A História que L. J. Smith Não Contou
27 Capítulo XXVII - Dor [Versão Aprimorada]
Notas iniciais
10 de janeiro de 1864
Giuseppe Salvatore estava em seu escritório bebendo mais uma taça do vinho que Giuliana o presenteou, quando um empregado lhe traz uma carta. Ao ler o conteúdo, dramaticamente o senhor Salvatore derruba a taça no chão, quebrando-a e derramando o vinho no carpete:
Mister Salvatore,
O senhor não deve me conhecer, mas já deve ter ouvido falar em meu nome por minha cara amiga Giuliana Salvatore. Como é de seu conhecimento ela veio passar alguns dias aqui na Geórgia comigo, mas ouve um incidente trágico.
Ontem 07 de janeiro de 1864, fui provar um vestido numa modista da cidade próxima da fazenda, houve um problema na carruagem e fiquei retida na estrada até tarde da noite.
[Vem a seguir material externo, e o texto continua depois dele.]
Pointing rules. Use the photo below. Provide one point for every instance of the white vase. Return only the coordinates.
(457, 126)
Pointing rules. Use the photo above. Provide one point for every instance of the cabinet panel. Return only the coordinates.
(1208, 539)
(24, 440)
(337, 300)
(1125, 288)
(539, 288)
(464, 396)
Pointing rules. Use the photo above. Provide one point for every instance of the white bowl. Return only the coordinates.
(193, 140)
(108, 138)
Quando o problema foi resolvido fomos para casa eu e minha criada Emily, que me acompanha a todos os lugares.
Chegamos na propriedade e vimos o desastre, a casa ardia em chamas, todos que estavam dentro faleceram, a senhorita Giuliana e meus pais os senhor e senhora Pierce. Por uma obra do destino e com certeza com um dedo de Deus, por pouco eu e Emily teríamos morrido também.
No dia seguinte o xerife da cidade após conter o fogo que consumiu toda a mansão averiguou e concluiu que o incêndio foi causado pelos escravos da família que se revoltaram e queriam vingar-se de meus pais.
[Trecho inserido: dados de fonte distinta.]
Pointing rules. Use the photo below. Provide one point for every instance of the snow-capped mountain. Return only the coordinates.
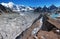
(15, 7)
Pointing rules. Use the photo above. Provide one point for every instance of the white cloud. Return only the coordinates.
(10, 4)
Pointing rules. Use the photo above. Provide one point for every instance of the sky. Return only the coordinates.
(34, 3)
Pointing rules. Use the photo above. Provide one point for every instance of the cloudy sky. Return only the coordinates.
(33, 2)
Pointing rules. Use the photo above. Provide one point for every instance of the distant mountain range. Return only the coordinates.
(11, 7)
(16, 8)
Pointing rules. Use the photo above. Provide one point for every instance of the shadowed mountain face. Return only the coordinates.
(4, 9)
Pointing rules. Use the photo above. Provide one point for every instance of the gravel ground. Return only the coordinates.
(11, 25)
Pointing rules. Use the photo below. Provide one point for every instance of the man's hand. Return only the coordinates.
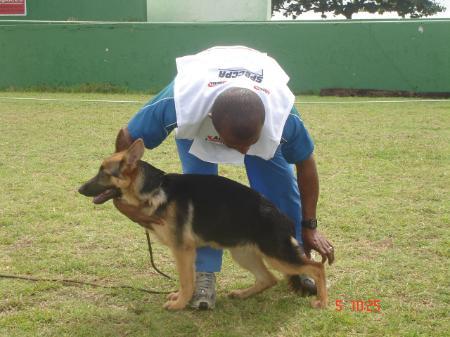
(312, 239)
(136, 214)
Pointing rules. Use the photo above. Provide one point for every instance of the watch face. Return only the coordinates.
(312, 224)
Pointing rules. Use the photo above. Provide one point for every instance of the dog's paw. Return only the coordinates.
(174, 305)
(318, 304)
(173, 296)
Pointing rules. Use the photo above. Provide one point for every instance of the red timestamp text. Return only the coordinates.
(370, 305)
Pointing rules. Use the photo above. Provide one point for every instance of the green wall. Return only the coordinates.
(207, 10)
(84, 10)
(391, 55)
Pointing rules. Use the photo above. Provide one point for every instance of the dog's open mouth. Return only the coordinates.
(106, 195)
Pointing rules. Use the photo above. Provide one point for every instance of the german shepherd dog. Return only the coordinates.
(191, 211)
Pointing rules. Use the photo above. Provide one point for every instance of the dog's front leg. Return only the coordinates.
(184, 259)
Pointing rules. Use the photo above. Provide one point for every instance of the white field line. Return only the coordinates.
(142, 102)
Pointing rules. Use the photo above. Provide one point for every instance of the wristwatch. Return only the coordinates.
(310, 224)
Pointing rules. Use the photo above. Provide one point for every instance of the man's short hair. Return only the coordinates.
(239, 111)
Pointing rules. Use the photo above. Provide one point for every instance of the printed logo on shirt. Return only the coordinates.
(237, 72)
(262, 89)
(213, 84)
(214, 139)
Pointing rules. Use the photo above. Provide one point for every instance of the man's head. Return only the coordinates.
(238, 116)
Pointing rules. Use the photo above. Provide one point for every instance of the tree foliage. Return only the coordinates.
(414, 8)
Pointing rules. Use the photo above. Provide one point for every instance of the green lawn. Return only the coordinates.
(384, 203)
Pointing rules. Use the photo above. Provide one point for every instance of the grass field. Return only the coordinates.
(384, 203)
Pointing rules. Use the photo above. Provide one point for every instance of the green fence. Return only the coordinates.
(412, 55)
(85, 10)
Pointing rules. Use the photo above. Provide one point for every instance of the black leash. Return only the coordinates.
(75, 282)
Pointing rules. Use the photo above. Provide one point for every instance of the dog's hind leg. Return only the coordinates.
(311, 268)
(184, 259)
(250, 258)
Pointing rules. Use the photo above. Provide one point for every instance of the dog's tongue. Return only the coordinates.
(105, 196)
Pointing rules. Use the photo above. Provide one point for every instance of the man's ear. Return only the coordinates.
(135, 152)
(123, 140)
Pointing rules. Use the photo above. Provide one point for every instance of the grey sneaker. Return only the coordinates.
(205, 291)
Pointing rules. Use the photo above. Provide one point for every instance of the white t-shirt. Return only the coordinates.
(203, 76)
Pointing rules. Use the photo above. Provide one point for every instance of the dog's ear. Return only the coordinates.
(135, 152)
(123, 140)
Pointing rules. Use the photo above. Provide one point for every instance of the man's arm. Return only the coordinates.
(308, 183)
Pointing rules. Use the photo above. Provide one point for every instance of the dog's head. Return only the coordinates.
(115, 174)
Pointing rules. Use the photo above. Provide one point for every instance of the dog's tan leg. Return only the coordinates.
(314, 269)
(248, 258)
(184, 259)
Sinto muito ter que informar esse desastre a família de minha amiga. Estou sofrendo por perder meus pais e uma de minhas melhores amigas, meus pêsames.
Não sei nem como estou conseguindo escrever está carta, agora não tenho nem para onde ir. Acho que eu e Emily iremos para a sarjeta.
Minhas Humildes Condolências,
Miss Katherine Pierce
Depois de ler a carta Giuseppe foi correndo contar aos filhos e escreveu uma carta para o pai da moça.
A pior reação de todos diante da morte de Giuliana foi a de Damon, nem o pai dela sofreu tanto.
Ao ouvir a notícia, ele saiu correndo da sala de estar muito desnorteado, uma dor imensa e inexplicável vinha de dentro de seu peito, parecia que seu coração tinha sido arrancado bruscamente.
Ele queria gritar e chorar, pois se sentia culpado, achava que se ele tivesse admitido seus sentimentos isso não teria acontecido.
Damon se jogou na grama do jardim e viu um machado esquecido, pegou o instrumento e foi na direção do esconderijo dos dois.
Violentamente ele começou a descontar a raiva de si nas flores amarelas. Damon destruiu todas as flores e a beleza do campo. Depois soltou o machado e foi na direção da floresta, começou a procurar a árvore onde ele quase beijou Giuliana, quando encontrou recostou-se em seu tronco, sentou-se entre as raízes e começou a chorar.
- Por quê? Deus, por que você a tirou de mim? Eu já estava pronto para amá-la! Ele gritava para o nada. E tudo o que acontecia era seu eco retornando. – Malditos escravos!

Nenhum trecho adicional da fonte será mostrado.